In that moment, I felt absolute clarity about what I did and did not want. I was clear in my desire to focus on my “healing project” rather than pursue medical procedures and prescription drugs. I didn’t have much time to reflect, however, as I was quickly whisked back into the examining room to see the doctor. Almost immediately, she spoke of my having an endoscopy and taking twice-daily medications. These things were exactly what I didn’t want!
I requested that the endoscopy be postponed for a month. I agreed to take the medication, but I never ended up filling the prescription due to my worries about potential side effects. Instead, I’ve been focusing on lifestyle changes such as eating more digestible foods in smaller portions and chewing my food more thoroughly. I also take small doses of over-the-counter medication, which seems to be sufficient at this point.
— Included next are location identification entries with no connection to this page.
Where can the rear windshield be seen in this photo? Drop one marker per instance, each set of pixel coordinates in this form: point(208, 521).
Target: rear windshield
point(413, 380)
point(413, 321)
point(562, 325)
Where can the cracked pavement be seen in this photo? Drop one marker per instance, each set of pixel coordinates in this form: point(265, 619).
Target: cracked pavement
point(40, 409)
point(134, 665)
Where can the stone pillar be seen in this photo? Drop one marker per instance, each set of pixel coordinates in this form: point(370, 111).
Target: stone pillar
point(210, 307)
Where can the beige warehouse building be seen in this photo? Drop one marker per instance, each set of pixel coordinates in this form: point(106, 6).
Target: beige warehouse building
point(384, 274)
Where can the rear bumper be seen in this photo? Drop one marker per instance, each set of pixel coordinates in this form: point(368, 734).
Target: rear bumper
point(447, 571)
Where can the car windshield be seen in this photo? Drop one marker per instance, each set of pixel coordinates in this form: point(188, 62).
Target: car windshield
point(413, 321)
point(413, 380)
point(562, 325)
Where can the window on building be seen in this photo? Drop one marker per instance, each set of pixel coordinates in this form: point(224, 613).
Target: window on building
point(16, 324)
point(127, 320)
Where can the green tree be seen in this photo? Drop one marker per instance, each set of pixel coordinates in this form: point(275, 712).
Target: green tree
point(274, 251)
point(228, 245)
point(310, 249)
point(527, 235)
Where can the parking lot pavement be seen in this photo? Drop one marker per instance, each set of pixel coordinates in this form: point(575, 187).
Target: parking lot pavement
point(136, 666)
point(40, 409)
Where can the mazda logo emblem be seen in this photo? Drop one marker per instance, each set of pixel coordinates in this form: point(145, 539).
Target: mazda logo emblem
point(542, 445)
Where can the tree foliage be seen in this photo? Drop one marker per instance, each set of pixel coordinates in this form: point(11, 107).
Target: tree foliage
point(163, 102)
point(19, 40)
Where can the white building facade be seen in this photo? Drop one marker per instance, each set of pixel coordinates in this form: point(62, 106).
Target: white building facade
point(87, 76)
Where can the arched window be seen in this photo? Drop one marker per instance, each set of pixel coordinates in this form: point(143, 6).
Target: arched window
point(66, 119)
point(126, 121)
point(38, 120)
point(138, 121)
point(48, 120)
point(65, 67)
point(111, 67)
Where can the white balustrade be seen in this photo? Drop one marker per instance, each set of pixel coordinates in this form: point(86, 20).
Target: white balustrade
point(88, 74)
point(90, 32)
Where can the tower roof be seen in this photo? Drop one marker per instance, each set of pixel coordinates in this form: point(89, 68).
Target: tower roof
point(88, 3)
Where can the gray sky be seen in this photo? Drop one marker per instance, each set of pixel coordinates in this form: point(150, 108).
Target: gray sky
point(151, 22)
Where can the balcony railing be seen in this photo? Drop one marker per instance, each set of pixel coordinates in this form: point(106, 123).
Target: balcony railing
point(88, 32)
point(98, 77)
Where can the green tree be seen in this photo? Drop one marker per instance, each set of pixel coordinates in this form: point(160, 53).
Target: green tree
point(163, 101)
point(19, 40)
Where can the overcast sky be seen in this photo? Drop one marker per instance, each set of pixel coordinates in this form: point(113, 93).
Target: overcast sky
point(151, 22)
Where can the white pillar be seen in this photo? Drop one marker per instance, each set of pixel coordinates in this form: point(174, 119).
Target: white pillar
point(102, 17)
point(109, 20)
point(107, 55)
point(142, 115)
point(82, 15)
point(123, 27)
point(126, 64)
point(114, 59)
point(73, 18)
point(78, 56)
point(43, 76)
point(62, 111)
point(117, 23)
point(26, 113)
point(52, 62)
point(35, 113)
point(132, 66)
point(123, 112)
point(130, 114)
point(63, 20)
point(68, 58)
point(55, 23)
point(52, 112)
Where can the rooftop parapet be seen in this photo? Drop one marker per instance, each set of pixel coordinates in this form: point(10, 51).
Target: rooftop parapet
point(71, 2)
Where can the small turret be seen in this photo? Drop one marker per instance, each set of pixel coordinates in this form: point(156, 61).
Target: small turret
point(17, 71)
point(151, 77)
Although my throat problem (medical term = Laryngopharyngeal Reflux) has not gone away, it’s definitely less severe than it was a month ago.
I had intended to post much earlier in the week, but you know what they say about good intentions… This has been a difficult week for me, which probably means I should have been devoting more attention to my healing project, instead of virtually ignoring it for a number of days. In getting back on track today, I searched for an exercise from “You Can Heal Your Life” to complete and write about. I was quickly drawn to the most appropriate exercise for me at this particularly point in time, the “Mirror Exercise” on page 35.
Simple Yet Not Easy…
The Mirror Exercise is extremely simple, yet not at all easy. The straightforward instructions are: look in a mirror and into your own eyes, speak your name, and say, “I love and accept you exactly as you are.” Louise Hay asks each of her clients to do this exercise during their initial session with her. She states that she has rarely had a calm reaction to her simple request. On the contrary, some clients were brought to tears, while others became angry and refused to do the exercise. One client even threw the mirror across the room! Needless to say, it isn’t easy to proclaim love and acceptance for ourselves.